Bowel cancer screening is designed to check for signs of bowel cancer in people who do not have any obvious symptoms, but are at higher risk of developing bowel cancer because they are in the 50-74 age group.

Why this could be the most valuable thing ever to arrive in your mailbox.

Screening kit

Do I need to screen for bowel cancer?

Regular screening is important because bowel cancer can develop without noticeable symptoms.

The risk of developing bowel cancer is greater if you:

  • are aged 50 years and over – your risk increases with age;
  • have had an inflammatory bowel disease, such as Crohn’s disease or ulcerative colitis;
  • have previously had special types of polyps, called adenomas, in the bowel; or
  • have a significant family history of bowel cancer or polyps.

What is a significant family history?

You are considered to have a significant family history of bowel cancer if:

  • A close relative (parent, brother, sister or child) developed bowel cancer at a young age (under 55 years); or
  • More than one close relative in your family has had bowel cancer at any age;

More than 75 per cent of people who develop bowel cancer do not have a family history of bowel cancer.

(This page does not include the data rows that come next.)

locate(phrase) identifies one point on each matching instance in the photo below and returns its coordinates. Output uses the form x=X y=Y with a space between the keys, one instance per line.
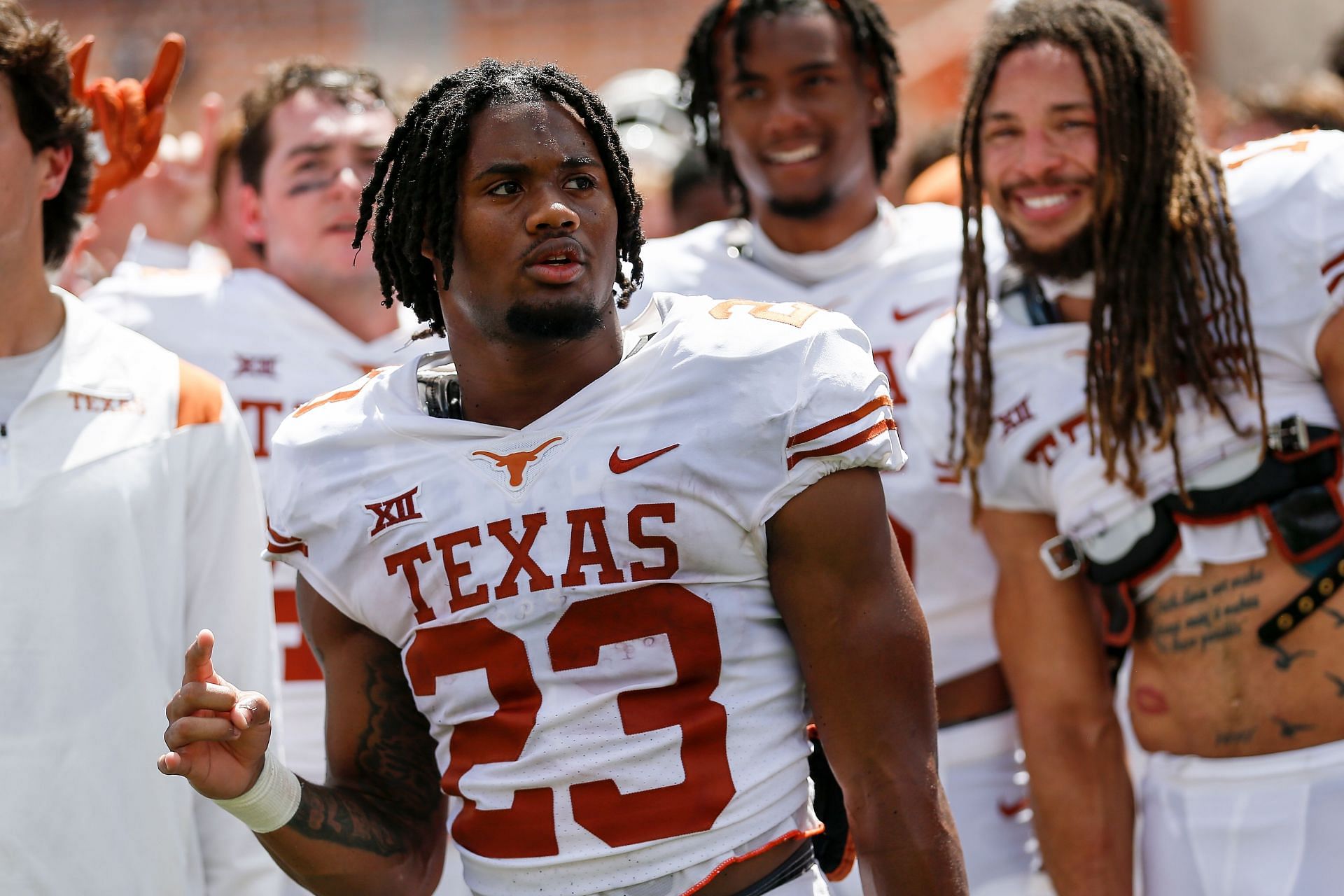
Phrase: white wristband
x=270 y=802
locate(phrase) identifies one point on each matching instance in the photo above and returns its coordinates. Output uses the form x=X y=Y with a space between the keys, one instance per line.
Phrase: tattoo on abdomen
x=1202 y=617
x=1285 y=660
x=397 y=769
x=1228 y=738
x=1291 y=729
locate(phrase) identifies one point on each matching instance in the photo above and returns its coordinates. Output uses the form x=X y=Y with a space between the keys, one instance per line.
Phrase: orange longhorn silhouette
x=518 y=461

If you think you have a family history of bowel cancer, you should talk to your doctor about your risk of getting the disease.

What if I am under 50 or over 74, why can’t I participate?

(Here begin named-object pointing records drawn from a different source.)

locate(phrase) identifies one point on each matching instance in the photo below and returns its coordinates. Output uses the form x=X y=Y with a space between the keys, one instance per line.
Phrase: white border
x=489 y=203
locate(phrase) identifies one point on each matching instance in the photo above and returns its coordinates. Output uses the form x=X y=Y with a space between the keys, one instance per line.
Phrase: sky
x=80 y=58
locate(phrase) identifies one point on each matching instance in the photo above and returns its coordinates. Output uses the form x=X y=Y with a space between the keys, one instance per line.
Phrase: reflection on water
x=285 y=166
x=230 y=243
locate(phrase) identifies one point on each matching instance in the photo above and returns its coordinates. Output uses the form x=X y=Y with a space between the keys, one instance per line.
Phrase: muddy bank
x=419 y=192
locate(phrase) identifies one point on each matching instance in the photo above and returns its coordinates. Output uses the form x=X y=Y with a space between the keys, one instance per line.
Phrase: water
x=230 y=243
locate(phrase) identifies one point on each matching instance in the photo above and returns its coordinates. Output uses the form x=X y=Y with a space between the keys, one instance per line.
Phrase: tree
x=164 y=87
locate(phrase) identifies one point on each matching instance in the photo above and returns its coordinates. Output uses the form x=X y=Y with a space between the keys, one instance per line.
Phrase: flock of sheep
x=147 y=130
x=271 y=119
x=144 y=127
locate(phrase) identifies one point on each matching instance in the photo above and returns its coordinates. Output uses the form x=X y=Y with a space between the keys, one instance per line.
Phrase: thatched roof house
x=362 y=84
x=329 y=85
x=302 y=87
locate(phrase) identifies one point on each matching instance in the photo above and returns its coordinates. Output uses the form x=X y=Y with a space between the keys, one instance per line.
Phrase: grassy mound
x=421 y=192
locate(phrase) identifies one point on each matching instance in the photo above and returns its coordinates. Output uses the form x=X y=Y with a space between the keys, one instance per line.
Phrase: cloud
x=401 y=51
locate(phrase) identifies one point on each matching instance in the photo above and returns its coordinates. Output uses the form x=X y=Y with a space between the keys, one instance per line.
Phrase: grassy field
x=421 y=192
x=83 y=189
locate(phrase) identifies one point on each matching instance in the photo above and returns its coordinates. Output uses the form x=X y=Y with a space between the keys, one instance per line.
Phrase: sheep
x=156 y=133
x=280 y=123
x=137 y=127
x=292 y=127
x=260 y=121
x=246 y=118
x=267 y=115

Screening people aged 50 to 74 provides the greatest health benefit on a whole-of-population basis.

The Program invites eligible people aged 50 to 74 years to complete a free screening test, a similar age range to other international bowel cancer screening programs.

One of the reasons population screening through the NBCSP does not begin until 50 is that bowel cancer is comparatively rarer in younger age groups.

The upper age of 74 years is in keeping with the recommendations of the National Health and Medical Research Council approved Clinical Guidelines for the Prevention, Early Detection and Management of Colorectal Cancer.

The Guidelines were developed after consideration of the effectiveness, cost-effectiveness and the overall balance of benefits to risk of harm associated with screening.

If you are outside of this age group and worried about your risk of developing bowel cancer, talk to your doctor or visit the National Bowel Cancer Screening Program website.

People of any age experiencing symptoms or who have a significant family history of bowel cancer, should see their doctor.